Even though an agent may have taken an active role in the establishment of a sale or purchase contract, a supplier, manufacturer or producer may still wish to maintain control over the shipment of its goods; the issuance and collation of documents in respect of that shipment; and to present those documents to a bank for honour or negotiation, under a documentary credit that has been issued in its favour. It is in these circumstances that a transferred documentary credit will serve the needs of that supplier, manufacturer or producer, or provider of the service or performance. A transferred documentary credit will allow it to perform in much the same way as if it had entered into a sale or other contract with the applicant directly and received a documentary credit in its favour. Subject to a complying presentation being made, a transferred documentary credit provides it with a payment undertaking of an issuing bank and, the benefit of confirmation if confirmation has been added to the transferable documentary credit.

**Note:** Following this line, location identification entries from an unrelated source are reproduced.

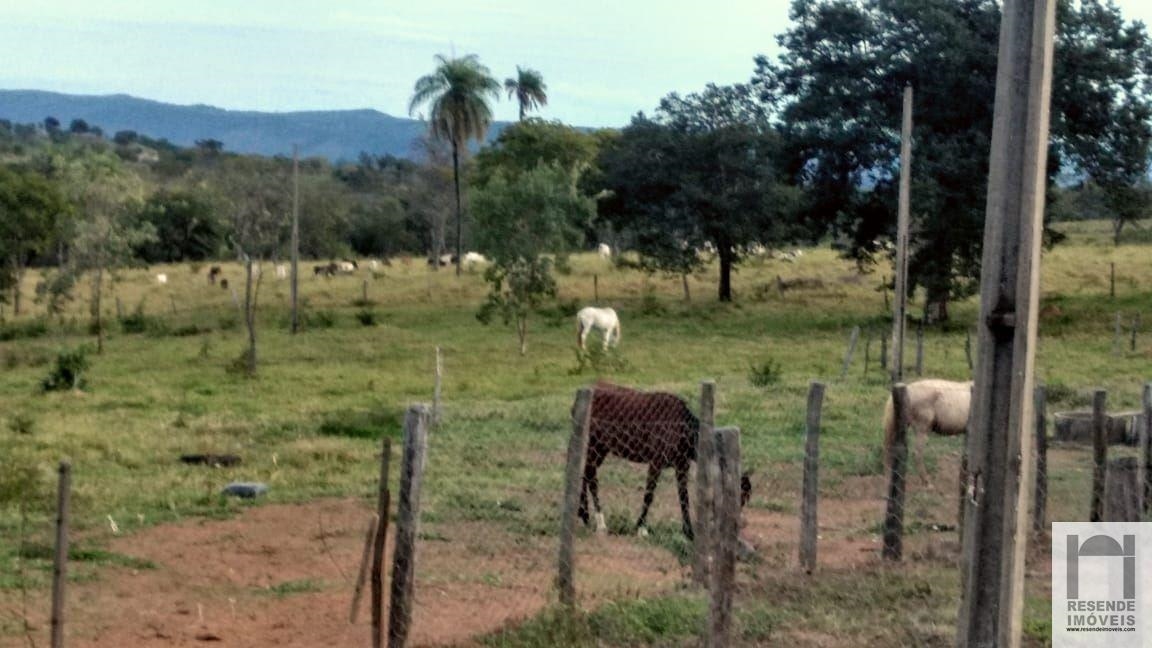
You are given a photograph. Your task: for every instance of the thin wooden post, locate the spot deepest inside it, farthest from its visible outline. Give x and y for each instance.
(1000, 435)
(897, 457)
(1115, 337)
(383, 511)
(808, 515)
(362, 573)
(574, 482)
(727, 535)
(1099, 454)
(968, 349)
(705, 458)
(902, 224)
(851, 349)
(919, 348)
(408, 519)
(60, 562)
(1040, 496)
(1145, 450)
(436, 389)
(295, 239)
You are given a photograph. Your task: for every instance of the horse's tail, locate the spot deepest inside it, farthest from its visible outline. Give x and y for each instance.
(889, 431)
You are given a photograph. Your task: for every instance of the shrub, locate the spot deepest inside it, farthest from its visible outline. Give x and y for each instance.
(68, 374)
(765, 374)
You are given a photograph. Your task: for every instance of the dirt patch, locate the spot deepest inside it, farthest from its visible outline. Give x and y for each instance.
(283, 575)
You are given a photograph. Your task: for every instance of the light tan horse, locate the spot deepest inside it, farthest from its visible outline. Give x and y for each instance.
(933, 405)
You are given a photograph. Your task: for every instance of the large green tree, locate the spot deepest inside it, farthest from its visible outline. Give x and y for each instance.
(30, 211)
(836, 89)
(703, 173)
(522, 223)
(456, 96)
(529, 90)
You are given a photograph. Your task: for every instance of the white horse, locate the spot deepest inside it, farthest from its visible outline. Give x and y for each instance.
(933, 405)
(605, 319)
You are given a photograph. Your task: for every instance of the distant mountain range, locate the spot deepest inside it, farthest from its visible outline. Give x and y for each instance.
(336, 135)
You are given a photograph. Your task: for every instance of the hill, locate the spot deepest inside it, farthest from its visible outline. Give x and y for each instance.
(336, 135)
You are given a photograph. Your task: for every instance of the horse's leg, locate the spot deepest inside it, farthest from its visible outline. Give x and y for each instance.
(593, 488)
(682, 491)
(649, 489)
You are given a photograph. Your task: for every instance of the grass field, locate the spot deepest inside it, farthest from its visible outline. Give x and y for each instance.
(309, 424)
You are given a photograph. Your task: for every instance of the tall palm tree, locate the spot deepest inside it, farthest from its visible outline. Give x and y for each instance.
(529, 90)
(456, 95)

Transferring a standby letter of credit - UCP vs. ISP

When issuing any form of standby letter of credit the first decision is often which rules are to apply to it - UCP or ISP. A decision of whether to use UCP or ISP is even more relevant when the standby letter of credit is to be transferable.

It should be clear to any letter of credit professional that the UCP is not structured to deal with the intricacies and issues that arise out of the issuance of a standby letter of credit. In this respect, article 1, in declaring the scope and application of the UCP, merely states "(including, to the extent to which they may be applicable, any standby letter of credit)". A number of disputes that have arisen under standby letters of credit subject to UCP can be directly attributed to different interpretations by the parties as to which articles will or will not apply.

It can be that certain transactions are more appropriate for issuance under one set of rules than the other. However, when issuing a transferable standby letter of credit, there needs to be an understanding of the potential areas of concern within the rules and where better protection may lie.